Despite these obstacles, I envied that new girl because she did not let the prejudice get to her. She was uniquely herself, and in many ways she was freer than I was because she did not buckle under the pressures of conformity. Though I had succeeded in gaining acceptance, I did not feel the confidence and respect that I thought would come after conforming. I could see myself as the new girl, one wrong step, one miscalculated move and I would be the next reject. At the same time, I began to question the injustices. What right had anybody to dictate what was acceptable? Why did being different have to be a crime?
These locked up feelings I had suppressed were begging for release. And I got my chance that day I found the new girl's desk cruelly overturned by some immature classmates. Seeing her queer drawings, her bottle cap necklace, and several fantasy books scattered on the floor, made something inside me snap. The silence was deafening as I picked up her things and righted her desk. I could feel eyes digging at the back of my head. It was like flipping a switch inside me, turning over a new viewpoint. Prejudice, I discovered was a dangerous and unsubstantiated fear of those who are different. This was the first step of daring to be myself, destroying the prejudice by standing for something that I believed in, the right to be unique.

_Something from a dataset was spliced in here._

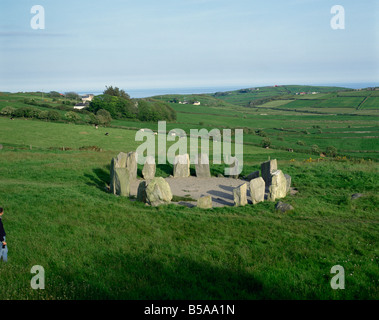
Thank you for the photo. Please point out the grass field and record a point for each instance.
(94, 245)
(97, 246)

My heart thudded as I walked back to my seat, feeling like I had just doomed myself. But at the same time I was bursting with pride at having accomplished something bigger than myself. I braced myself for the tirade of insults. But to my utter shock and amazement the room had instead burst into a frenzy of cheering and clapping.
Dr. Seuss once said, "Be who you are and say what you feel because those who mind don't matter and those who matter don't mind." To break the chains of prejudice one must dare to be different. For, if the world were made of black and white, with differences neutralized, condemned and cast aside, there would be no room to grow. Diversity means having the courage to embrace, those different from ourselves, even if it means stepping out of our comfort zones, or from the groups we belong. Today, I have continued to carry this philosophy with me, that tolerance for others begets respect. And true confidence, comes with being comfortable with who you are, enough to appreciate the beauty of coexisting alongside those who possess a different race, gender, or creed.